Bambino o bambina; sodio o calcio

Secondo una ricerca della studiosa Adriana Baretta che stabilisce il sesso di un bambino viene deciso in base al rapporto sodio-potassio rispetto a quello calcio-magnesio.È un gruppo di quattro minerali a determinare il sesso dei bambini. È proprio così, secondo una ricerca della studiosa Adriana Baretta che stabilisce il sesso di un bambino viene deciso in base al rapporto sodio-potassio rispetto a quello calcio-magnesio. I livelli di questi quattro minerali nel corpo femminile determinano le possibilità di avere un bambino o una bambina.

La biochimica Baretta ha iniziato la propria ricerca utilizzando come base i precedenti studi di Stolkowsky, Lorrain e Gagnón, che hanno notato l’influenza che i minerali hanno sul metabolismo femminile nel momento in cui viene selezionato il sesso dei propri discendenti. Questi studiosi hanno scoperto che una percentuale elevata di sodio-potassio nella dieta e una diminuzione di calcio e magnesio favoriscono lo spermatozoo X; mentre il rapporto opposto favorisce lo spermatozoo Y.
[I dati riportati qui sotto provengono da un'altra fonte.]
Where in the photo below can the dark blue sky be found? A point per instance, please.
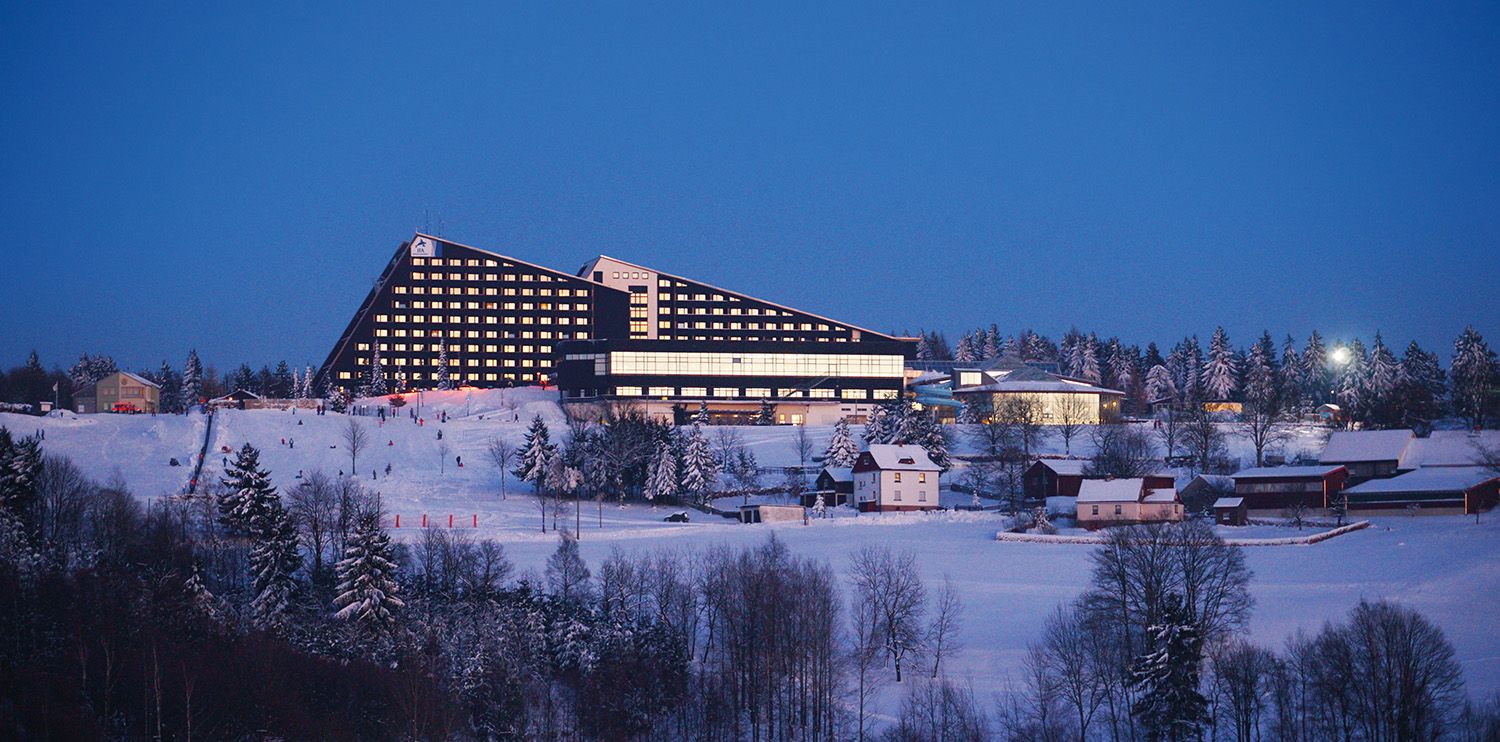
(183, 176)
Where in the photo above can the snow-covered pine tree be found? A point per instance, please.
(1352, 381)
(965, 351)
(534, 454)
(662, 483)
(1160, 384)
(842, 450)
(1166, 676)
(246, 487)
(699, 468)
(876, 426)
(273, 562)
(282, 381)
(1316, 381)
(192, 381)
(924, 351)
(1220, 373)
(375, 382)
(1089, 359)
(992, 344)
(1260, 379)
(1289, 376)
(1380, 382)
(368, 589)
(444, 376)
(767, 414)
(1472, 375)
(20, 477)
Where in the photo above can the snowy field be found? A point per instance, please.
(1448, 567)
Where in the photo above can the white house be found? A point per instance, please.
(1124, 502)
(894, 477)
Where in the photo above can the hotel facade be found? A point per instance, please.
(609, 332)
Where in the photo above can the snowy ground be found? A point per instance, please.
(1446, 567)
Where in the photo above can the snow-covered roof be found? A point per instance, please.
(905, 457)
(1452, 448)
(1065, 466)
(1367, 445)
(1428, 478)
(839, 472)
(1028, 378)
(1266, 472)
(1160, 496)
(140, 379)
(1110, 490)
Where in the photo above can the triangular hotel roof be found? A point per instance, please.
(590, 266)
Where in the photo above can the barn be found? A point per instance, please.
(1277, 487)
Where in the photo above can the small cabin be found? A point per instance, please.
(891, 477)
(834, 483)
(1230, 511)
(1125, 502)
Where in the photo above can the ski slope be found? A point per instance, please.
(1448, 567)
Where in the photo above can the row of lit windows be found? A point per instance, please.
(648, 363)
(473, 320)
(545, 335)
(507, 278)
(486, 291)
(752, 393)
(461, 378)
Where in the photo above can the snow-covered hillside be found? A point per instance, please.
(1446, 567)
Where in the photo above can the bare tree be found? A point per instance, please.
(354, 441)
(1265, 424)
(888, 580)
(315, 510)
(501, 454)
(1122, 450)
(1074, 411)
(942, 634)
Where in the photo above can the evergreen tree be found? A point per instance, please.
(992, 344)
(368, 588)
(1290, 376)
(1352, 381)
(1160, 384)
(699, 468)
(1472, 376)
(1316, 381)
(924, 351)
(534, 454)
(842, 450)
(282, 381)
(1220, 372)
(876, 426)
(192, 381)
(1166, 678)
(273, 564)
(246, 492)
(444, 375)
(662, 481)
(171, 388)
(1421, 387)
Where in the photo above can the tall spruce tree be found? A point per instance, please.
(368, 589)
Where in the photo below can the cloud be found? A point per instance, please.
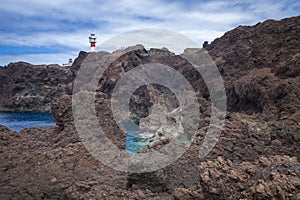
(65, 24)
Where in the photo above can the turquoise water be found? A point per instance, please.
(133, 140)
(19, 121)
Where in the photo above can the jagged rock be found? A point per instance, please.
(256, 157)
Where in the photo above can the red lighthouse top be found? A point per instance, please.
(92, 40)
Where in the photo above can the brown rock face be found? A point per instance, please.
(256, 157)
(31, 88)
(260, 65)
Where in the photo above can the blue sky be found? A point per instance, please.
(53, 31)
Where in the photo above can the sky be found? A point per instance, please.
(52, 31)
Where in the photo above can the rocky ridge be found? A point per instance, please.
(256, 157)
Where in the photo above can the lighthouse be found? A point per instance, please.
(92, 40)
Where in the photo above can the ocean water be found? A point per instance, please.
(19, 121)
(134, 139)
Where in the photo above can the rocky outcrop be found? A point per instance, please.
(260, 65)
(256, 157)
(31, 88)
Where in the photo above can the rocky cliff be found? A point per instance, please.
(256, 157)
(31, 88)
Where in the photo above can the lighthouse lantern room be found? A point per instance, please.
(92, 40)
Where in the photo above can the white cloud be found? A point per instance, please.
(203, 20)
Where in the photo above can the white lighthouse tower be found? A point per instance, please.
(92, 40)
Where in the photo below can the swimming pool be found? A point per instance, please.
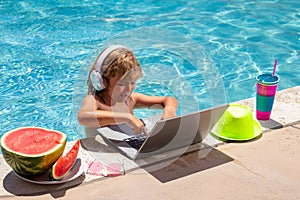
(205, 53)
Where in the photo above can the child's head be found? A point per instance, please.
(114, 62)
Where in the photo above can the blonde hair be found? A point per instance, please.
(119, 63)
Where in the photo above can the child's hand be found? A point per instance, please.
(136, 124)
(169, 112)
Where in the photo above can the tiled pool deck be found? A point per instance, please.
(266, 168)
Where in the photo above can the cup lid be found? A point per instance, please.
(267, 79)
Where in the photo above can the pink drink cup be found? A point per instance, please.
(266, 86)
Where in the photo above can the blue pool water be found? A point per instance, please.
(205, 53)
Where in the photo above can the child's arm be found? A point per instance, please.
(90, 116)
(168, 104)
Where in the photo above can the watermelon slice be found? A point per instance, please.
(32, 150)
(65, 163)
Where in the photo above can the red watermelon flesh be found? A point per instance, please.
(33, 141)
(32, 150)
(65, 163)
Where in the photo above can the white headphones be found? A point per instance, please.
(96, 74)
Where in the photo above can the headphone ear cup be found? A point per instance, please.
(97, 80)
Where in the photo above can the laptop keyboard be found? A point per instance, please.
(136, 141)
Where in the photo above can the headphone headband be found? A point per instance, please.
(96, 75)
(102, 57)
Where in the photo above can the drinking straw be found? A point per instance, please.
(274, 69)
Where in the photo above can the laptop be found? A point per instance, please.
(163, 135)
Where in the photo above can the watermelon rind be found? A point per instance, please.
(25, 164)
Un gruppo di 99 donne con almeno due figli dello stesso sesso ha costituito la base dello studio retrospettivo di Baretta, che ha analizzato la proporzione sodio-potassio/calcio-magnesio. L’84,4% delle donne che hanno avuto solo maschi presentava una forte concentrazione di sodio-potassio. Allo stesso tempo, l’84% delle donne che hanno avuto solo femmine mostrava livelli bassi di questi minerali.
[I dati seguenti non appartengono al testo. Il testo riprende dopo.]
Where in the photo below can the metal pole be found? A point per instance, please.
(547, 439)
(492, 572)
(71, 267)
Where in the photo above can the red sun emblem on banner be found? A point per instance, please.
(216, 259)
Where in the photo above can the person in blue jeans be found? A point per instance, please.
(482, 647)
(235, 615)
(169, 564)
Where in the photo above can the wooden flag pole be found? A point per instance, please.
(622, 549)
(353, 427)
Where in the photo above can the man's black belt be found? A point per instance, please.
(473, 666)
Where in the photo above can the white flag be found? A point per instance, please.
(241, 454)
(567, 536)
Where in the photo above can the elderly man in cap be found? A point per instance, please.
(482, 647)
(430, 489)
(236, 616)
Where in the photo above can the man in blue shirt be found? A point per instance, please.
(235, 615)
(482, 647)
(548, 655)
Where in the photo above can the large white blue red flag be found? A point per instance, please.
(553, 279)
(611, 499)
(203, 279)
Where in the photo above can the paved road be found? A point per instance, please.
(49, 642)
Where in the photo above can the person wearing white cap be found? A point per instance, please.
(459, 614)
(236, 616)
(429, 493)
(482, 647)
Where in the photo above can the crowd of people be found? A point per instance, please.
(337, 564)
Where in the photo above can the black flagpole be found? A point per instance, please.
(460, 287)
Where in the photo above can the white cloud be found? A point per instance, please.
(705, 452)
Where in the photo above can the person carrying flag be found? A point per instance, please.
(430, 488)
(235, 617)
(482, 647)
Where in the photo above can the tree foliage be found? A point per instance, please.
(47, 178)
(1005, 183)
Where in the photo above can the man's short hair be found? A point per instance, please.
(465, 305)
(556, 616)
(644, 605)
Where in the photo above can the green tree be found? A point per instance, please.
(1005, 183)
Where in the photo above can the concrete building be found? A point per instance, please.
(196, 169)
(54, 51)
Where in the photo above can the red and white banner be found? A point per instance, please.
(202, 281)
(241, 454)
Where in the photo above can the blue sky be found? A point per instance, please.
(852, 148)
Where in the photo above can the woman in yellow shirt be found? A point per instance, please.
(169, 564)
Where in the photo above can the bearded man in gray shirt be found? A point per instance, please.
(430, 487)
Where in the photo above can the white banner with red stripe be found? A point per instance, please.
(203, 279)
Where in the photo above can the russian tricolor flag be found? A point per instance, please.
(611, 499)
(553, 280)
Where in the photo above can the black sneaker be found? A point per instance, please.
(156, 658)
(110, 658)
Sulla base di questo studio, Baretta, autrice del libro Bambino o bambina? Adesso è possibile scegliere ha creato un metodo basato su una dieta applicata per tre mesi prima del concepimento. In quell’intervallo si identificano i periodi più fertili e il momento esatto dell’ovulazione. I tre mesi sono necessari poiché è il tempo richiesto perché il corpo assimili i cambiamenti alimentari e inizi ad agire come un filtro a favore dello spermatozoo che si desidera favorire.

Durante questo periodo è importante quello che si mangia e quello che non si mangia, se una coppia vuole scegliere il sesso del futuro bambino. Dopo aver misurato il coefficiente di minerali della donna, si determinano i gruppi di alimenti che favoriscono un bambino, ossia tutti quei cibi che apportano sodio-potassio, o una bambina, gli alimenti che forniscono calcio-magnesio. I legumi, la frutta secca, gli insaccati, il pesce e la frutta favoriscono la procreazione dei bambini, mentre i prodotti caseari, le bietole o i fiocchi d’avena aiutano la gestazione di bambine.

Il metodo non si basa solo sull’alimentazione, ma anche sul periodo di ovulazione. Le differenze di alcalinità e acidità del muco cervicale favoriscono la permeabilità di X o Y; gli spermatozoi X sopravvivono più a lungo, quando il muco è più acido, mentre quelli Y nuotano più velocemente e meglio quando il muco è più basico.

Gli spermatozoi con cromosoma Y sono più piccoli, più veloci e richiedono un ambiente basico per sopravvivere. Arrivano prima e muoiono rapidamente. Quelli che trasportano il cromosoma X sono più grandi, più lenti e più resistenti in condizioni moderatamente avverse o acide. Allo stesso tempo, sono più resistenti e possono aspettare qualche giorno l’ovulo, secondo uno studio condotto dai medici Shettles Landrum e David Rorvik, autori del libro Come scegliere il sesso del tuo bambino, che collega il sesso del bambino con la vicinanza tra rapporti sessuali e l’ovulazione. I medici consigliano inoltre alla coppia di seguire una dieta a base di proteine​ per avere un bambino e una dieta ricca di latticini e priva di carne se preferiscono una bambina.

I tentativi di influenzare il sesso del bambino e la nozione dell’importanza dell’alimentazione o dell’ambiente non sono una novità. Nella cultura cinese c’è una vecchia tabella che mette in relazione l’età materna e il mese del concepimento del nascituro con il sesso del bambino.